As the fear of inflation and heightened volatility grips the stock market, I suggest that investors concentrate on companies that consistently generate stable revenues and cash flows and possess the ability to escalate prices or pass on the increased costs to consumers. While commodity stocks like Suncor Energy and Kinross Gold could be a top bet to hedge against inflation, I have shortlisted three all-weather Canadian companies that should also be on your radar.
Pure-play renewable energy company
Brookfield Renewable Partners LP (TSX:BEP.UN)(NYSE:BEP) could be an attractive investment option amid rising inflation and volatility. Notably, this renewable energy giant realizes higher prices amid inflation escalation, which drives its funds from operations, and in turn, its stock.
Notably, the company has consistently delivered strong shareholders’ returns on the back of its growing assets base and resilient cash flows. Its stock has appreciated by more than 213% in five years, while it increased by over 160% in three years. I expect the uptrend in its stock to continue, thanks to its strong development pipeline, long-term contracts, and growing scale.
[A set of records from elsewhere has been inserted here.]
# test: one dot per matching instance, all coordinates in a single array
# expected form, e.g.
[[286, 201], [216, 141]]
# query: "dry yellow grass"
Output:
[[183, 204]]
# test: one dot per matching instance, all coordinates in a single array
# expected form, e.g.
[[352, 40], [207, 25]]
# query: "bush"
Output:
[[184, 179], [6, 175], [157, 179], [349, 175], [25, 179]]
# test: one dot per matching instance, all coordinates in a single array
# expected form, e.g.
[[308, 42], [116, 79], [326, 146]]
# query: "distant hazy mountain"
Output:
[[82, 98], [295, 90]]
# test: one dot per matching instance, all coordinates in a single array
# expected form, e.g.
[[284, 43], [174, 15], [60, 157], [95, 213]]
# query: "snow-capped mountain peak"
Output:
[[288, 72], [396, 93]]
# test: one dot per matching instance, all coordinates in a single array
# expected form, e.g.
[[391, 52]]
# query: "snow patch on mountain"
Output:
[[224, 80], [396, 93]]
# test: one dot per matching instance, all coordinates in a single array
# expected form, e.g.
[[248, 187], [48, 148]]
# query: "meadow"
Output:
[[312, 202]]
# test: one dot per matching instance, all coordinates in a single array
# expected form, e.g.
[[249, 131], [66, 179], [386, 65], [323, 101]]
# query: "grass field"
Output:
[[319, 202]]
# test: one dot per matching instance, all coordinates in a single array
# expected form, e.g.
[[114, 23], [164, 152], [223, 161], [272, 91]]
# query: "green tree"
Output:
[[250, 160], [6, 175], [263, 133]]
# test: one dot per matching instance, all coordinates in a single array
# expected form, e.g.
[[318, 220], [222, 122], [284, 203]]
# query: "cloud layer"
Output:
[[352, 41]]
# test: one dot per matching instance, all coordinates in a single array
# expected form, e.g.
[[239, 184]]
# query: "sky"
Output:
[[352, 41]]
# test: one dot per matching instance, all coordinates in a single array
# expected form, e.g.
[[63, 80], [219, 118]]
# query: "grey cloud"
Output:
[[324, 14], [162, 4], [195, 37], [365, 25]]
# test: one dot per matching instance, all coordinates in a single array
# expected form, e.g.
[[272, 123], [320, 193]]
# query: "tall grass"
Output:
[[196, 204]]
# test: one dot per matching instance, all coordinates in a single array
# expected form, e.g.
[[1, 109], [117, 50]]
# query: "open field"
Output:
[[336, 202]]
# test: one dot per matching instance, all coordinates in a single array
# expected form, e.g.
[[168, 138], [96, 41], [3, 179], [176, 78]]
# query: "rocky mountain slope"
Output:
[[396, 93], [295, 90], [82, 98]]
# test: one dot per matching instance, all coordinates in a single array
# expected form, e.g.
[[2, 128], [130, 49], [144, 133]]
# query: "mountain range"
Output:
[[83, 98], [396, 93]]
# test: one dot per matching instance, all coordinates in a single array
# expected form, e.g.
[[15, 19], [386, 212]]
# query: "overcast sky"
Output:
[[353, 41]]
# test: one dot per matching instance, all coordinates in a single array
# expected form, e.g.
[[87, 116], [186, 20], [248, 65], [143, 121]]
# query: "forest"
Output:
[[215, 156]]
Its diversified assets are backed by long-term contracts that help the company to deliver predictable cash flows. Importantly, these contracts are inflation-indexed, which eliminates price risk. Thanks to its high-quality earnings and cash flows, Brookfield has consistently rewarded its shareholders with higher dividends. Its dividends grew at a compound annual growth rate (CAGR) of 6% in the last 21 years, while it offers a healthy yield of 3.1%. Looking ahead, it projects 5-9% growth in its annual dividends. Further, its stock has corrected by over 11% in three months, presenting a solid buying opportunity.
A top retailer
Food and pharmacy leader Loblaw (TSX:L) has a resilient business model that remains primarily unaffected by rising inflation and economic cycles. Notably, Loblaw’s value offerings position it well to drive traffic even amid rising inflation. Further, its thriving e-commerce business is likely to accelerate its growth and support the uptrend in its stock.
Canadian investors can rely on this food giant to ride out inflation-related fears as the demand for its offerings is likely to remain stable. Further, Loblaw’s traffic and revenues could continue to grow at a decent pace thanks to its growing digital capabilities and initiatives to drive traffic and ticket size.
Loblaw stock is gaining momentum and is up by about 21% in three months. However, Loblaw is still trading well below its peers. Its price-to-earnings (P/E) ratio of 14.2 compares favourably to Metro and Alimentation Couche-Tard‘s forward P/E multiple of 16 and 18.6, making it an attractive investment at the current price levels.
A stable utility company
Algonquin Power & Utilities (TSX:AQN)(NYSE:AQN) is a reliable bet amid all economic conditions. The power producer has delivered exceptional returns in the past and has consistently increased its shareholders’ value through higher dividends.
Algonquin’s growing rate base and long-term contracts have helped the company to increase its dividends at a CAGR of 10% in the past 11 years. Looking ahead, investors could expect its dividends to rise at a similar pace, reflecting solid double-digit growth in its rate base and high-quality earnings.
I believe Algonquin Power & Utilities’s long-term contractual arrangements, expansion of renewable power business, strategic acquisitions, and solid balance sheet position it well to deliver stellar returns. The utility giant currently offers a reliable dividend yield of 4.5%.